The results of this study suggested that β-glucan could induce apoptosis in human colon cancer cells. Furthermore, the results confirmed possible apoptosis inducing mechanisms of the β-glucan through TUNEL assay, gene expressions related to apoptosis, and caspase-3 activity. Based on these results, β-glucan induced apoptosis of human colon cancer cells at the concentration of 100 µg/mL. These cells undergoing apoptosis exhibit cytoplasmic blebbing, nuclear shrinkage, chromatin condensation, irregularity in shape and retraction (Cohen, 1993; Qiao et al., 1998). These characteristic changes were observed in the morphology of cells treated with 50 and 100 µg/mL β-glucan. RT-PCR analysis of the mRNA levels of Bcl-2 showed significantly decrease, and those of Bax and Caspase-3 were increased significantly with β-glucan treatment (P < 0.05). As many cancer cells exhibit abnormality induced by target compounds, exploiting these alterations of regulators induced by natural sources could be an efficient tool to screen promising therapeutic compounds for cancer treatment (Harlozinska, 2005; Siripong et al., 2009).

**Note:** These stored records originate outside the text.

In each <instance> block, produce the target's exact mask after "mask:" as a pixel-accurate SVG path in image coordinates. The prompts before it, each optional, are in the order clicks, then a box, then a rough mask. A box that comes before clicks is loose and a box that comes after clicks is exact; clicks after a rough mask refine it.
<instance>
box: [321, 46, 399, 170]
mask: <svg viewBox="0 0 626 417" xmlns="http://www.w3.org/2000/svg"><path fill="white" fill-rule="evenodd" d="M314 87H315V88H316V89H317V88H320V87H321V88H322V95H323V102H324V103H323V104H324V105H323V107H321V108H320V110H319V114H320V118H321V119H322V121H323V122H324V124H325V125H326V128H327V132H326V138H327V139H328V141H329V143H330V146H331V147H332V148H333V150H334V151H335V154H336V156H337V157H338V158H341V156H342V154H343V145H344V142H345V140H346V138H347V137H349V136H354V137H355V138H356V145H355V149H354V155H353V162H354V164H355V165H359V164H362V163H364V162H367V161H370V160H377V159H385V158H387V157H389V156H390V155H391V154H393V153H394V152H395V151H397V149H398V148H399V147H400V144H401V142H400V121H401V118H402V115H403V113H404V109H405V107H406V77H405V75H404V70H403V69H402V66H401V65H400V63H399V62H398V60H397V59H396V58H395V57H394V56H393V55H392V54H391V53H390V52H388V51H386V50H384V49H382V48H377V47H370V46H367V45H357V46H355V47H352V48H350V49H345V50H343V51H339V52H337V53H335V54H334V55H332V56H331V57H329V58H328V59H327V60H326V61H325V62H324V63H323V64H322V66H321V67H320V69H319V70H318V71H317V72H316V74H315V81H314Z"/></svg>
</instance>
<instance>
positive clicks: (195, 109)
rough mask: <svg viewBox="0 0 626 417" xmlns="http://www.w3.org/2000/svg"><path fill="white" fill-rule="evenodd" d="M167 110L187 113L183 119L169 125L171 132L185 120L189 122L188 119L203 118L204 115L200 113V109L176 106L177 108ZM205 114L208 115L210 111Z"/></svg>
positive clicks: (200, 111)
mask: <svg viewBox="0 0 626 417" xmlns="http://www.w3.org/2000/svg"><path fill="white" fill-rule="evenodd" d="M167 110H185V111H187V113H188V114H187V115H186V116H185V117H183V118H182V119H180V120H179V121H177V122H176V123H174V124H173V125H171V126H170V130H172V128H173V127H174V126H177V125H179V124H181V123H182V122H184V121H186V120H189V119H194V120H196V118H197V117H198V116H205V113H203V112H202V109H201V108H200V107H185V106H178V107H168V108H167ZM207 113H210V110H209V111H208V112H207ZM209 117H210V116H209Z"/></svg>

Numerous studies show that caspase-3 pathway has anti-apoptotic effects which have been implicated in a variety of biological processes (Yang et al., 2009). The caspase-3 activity in the β-glucan treated group was significantly increased, compared to that in control group, implying that β-glucan can induce apoptosis in cancer cells through caspase-3 pathway.

In conclusion, the induction of apoptosis by β-glucan in colon cancer cells may be related with modulation of Bcl-2 family resulting in the activation of caspase-3 expression. It may be a beneficial natural agent for colon cancer treatment and chemoprevention.